Health experts still figuring out Zika

A panel of health experts from Florida International University discusses the Zika outbreak that is spreading in South America and the Caribbean on Feb. 3.
A panel of health experts from Florida International University discusses the Zika outbreak that is spreading in South America and the Caribbean on Feb. 3.

No one's clear what impact, if any, the mosquito-borne virus Zika will have on South Florida, but preventing bug bites for now is the best defense against the disease, which is strongly suspected to be linked to a rash of birth defects in South America and the Caribbean.

And one of the most effective methods of protecting yourself from getting bitten is to use a mosquito repellent with the chemical DEET, which many people are reluctant to use because of its smell and perceived health issues.

"Whether you like it or not, it's still better not to get sick," said Matthew DeGennaro, a mosquito expert and an assistant professor of biology at Florida International University. "It is a very, very, very safe repellent."

DeGennaro was speaking on a panel with five colleagues during a discussion Wednesday on the FIU campus about the growing Zika threat.

The only caveat DeGennaro had about DEET is that children under 2 years old shouldn't use it. That's because kids that age tend to put their hands and feet into their mouths a lot.

"The reason it's not recommended for children under 2 is because DEET is not great when you ingest it," DeGennaro said. "That's why it's not useful in very young children."

There have been only a handful of cases of Zika in the United States so far, and all were acquired abroad. And while the virus, transmitted through the bite of the female Aedes aegypti mosquito, is a likely cause of microcephaly, there has only been one reported case in the U.S. of the birth defect, which causes babies to be born with damaged and smaller-than-normal brains. That baby was born in Hawaii to a mother likely infected in Brazil.
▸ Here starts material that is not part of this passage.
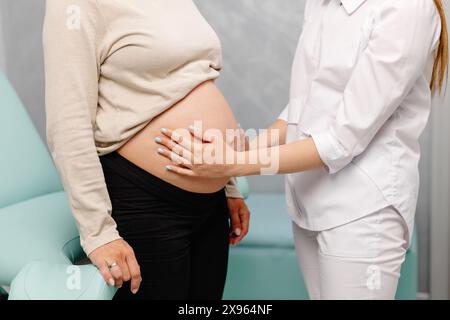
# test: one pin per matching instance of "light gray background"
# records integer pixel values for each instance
(258, 38)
Also, even in Brazil -- thought to ground zero for the recent outbreak -- while cases of babies born with microcephaly have skyrocketed, they pale in comparison to the number of healthy births.
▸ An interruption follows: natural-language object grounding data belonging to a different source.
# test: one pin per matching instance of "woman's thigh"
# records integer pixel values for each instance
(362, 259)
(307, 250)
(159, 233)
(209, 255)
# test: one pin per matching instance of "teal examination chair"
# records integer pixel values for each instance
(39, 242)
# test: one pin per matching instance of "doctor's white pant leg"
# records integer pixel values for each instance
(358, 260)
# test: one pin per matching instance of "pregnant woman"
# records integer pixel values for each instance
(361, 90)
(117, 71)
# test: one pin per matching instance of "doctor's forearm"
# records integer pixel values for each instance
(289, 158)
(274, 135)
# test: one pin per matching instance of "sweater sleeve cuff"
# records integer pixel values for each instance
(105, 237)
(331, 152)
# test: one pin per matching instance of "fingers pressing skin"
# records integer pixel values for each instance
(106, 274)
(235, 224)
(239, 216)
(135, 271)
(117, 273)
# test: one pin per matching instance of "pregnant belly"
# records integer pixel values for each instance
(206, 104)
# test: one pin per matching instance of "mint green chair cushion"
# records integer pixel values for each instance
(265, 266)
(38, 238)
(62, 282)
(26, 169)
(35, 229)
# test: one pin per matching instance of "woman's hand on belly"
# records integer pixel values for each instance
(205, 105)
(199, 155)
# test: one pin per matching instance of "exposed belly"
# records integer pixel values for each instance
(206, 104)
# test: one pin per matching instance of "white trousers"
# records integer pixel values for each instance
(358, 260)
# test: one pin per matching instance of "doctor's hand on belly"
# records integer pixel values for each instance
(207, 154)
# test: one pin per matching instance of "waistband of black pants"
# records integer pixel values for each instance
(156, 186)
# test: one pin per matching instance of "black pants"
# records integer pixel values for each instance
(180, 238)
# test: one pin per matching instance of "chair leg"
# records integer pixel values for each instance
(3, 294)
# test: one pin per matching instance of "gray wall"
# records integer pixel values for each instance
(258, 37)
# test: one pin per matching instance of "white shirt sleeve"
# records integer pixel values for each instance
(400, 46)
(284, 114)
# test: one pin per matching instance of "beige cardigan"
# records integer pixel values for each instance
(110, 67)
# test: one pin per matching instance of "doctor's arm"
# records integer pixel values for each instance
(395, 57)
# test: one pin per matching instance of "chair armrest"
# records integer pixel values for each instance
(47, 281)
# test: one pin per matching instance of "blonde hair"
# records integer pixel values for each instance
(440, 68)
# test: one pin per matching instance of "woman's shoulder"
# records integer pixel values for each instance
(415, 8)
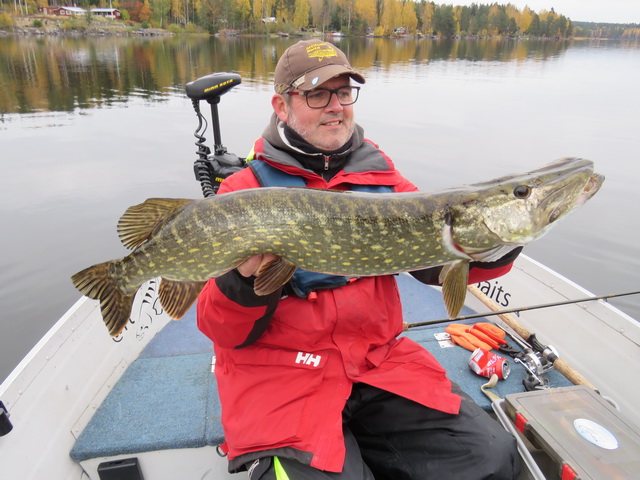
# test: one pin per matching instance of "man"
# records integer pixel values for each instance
(316, 385)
"There are a lot of babies born in Brazil without microcephaly," said Dr. Consuelo Beck-Sague, a pediatrician and assistant professor of public health at FIU.
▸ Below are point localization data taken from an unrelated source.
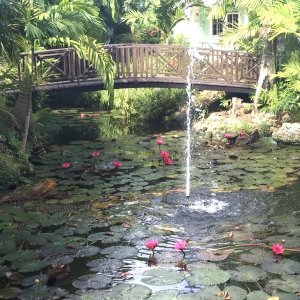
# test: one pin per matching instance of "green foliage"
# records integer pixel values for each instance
(280, 98)
(153, 108)
(10, 171)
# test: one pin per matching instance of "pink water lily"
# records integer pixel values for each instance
(277, 248)
(159, 141)
(117, 164)
(151, 244)
(66, 165)
(167, 161)
(164, 154)
(228, 136)
(95, 153)
(180, 245)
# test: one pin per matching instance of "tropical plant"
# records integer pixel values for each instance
(271, 21)
(155, 19)
(71, 23)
Since locally acquired Zika was first reported in Brazil, the number of microcephaly cases has surged in the country. Before 2014, there was an average of around 150 cases a year. But between October 2015 and January, there have been more than 3,500 babies born with the condition, according to the U.S. Centers for Disease Control and Prevention.

Despite the lack of a conclusive link between Zika and microcephaly, Dr. Aileen M. Marty, a medical professor at FIU, said the disease is among a group of viruses that has "a love for neurological tissue."

Health experts theorize one reason why Zika is spreading so rapidly in the Caribbean and South America is because of increased urbanization among poorer populations in those countries. While doctors and scientists brace for its impact here, factors like screened windows and air conditioning may be reasons why the disease hopefully never gains a foothold here.

Nevertheless, Florida Gov. Rick Scott declared a health emergency Wednesday because there have now been 12 cases of Zika in the state. Four of those cases are in Miami-Dade County, two are in Hillsborough County, two are in Lee County and one is in Santa Rosa County. All were infected while traveling in South America and the Caribbean.

An unidentified person in Dallas, Texas, likely contracted the virus through sex, health officials in that state announced Tuesday. The person's partner recently returned to the U.S. from Venezuela.

For now though, the primary segment of the population health officials are particularly concerned with protecting is pregnant women. For the rest, a Zika infection mostly presents symptoms similar to the flu -- fever, aches and pains. Other symptoms include conjunctivitis, or pink eye, and rash. These symptoms typically only last a few days to a week.

"At this time, we've only seen complications with people with underlying conditions, other than mothers and babies," Marty said.

Another important way to protect yourself, and neighbors, from the Aedes aegypti -- also known to spread dengue fever and chikungunya -- is to empty any standing water in your yard and in your house.

In the meantime, health officials warn not to panic, and not to rush to your doctor and hospitals to be tested, especially if you otherwise feel healthy.

Dr. Jefry Biehler, chairman of pediatrics at FIU, said he's concerned "Zika is going to be the latest test du jour" and people here will flock to their doctors' offices and emergency rooms like they did when Ebola ravaged parts of Western Africa.

His colleague Dr. Robert Levine, chairman of FIUs department of emergency medicine, agreed: "It's much more important to get immunized for the flu."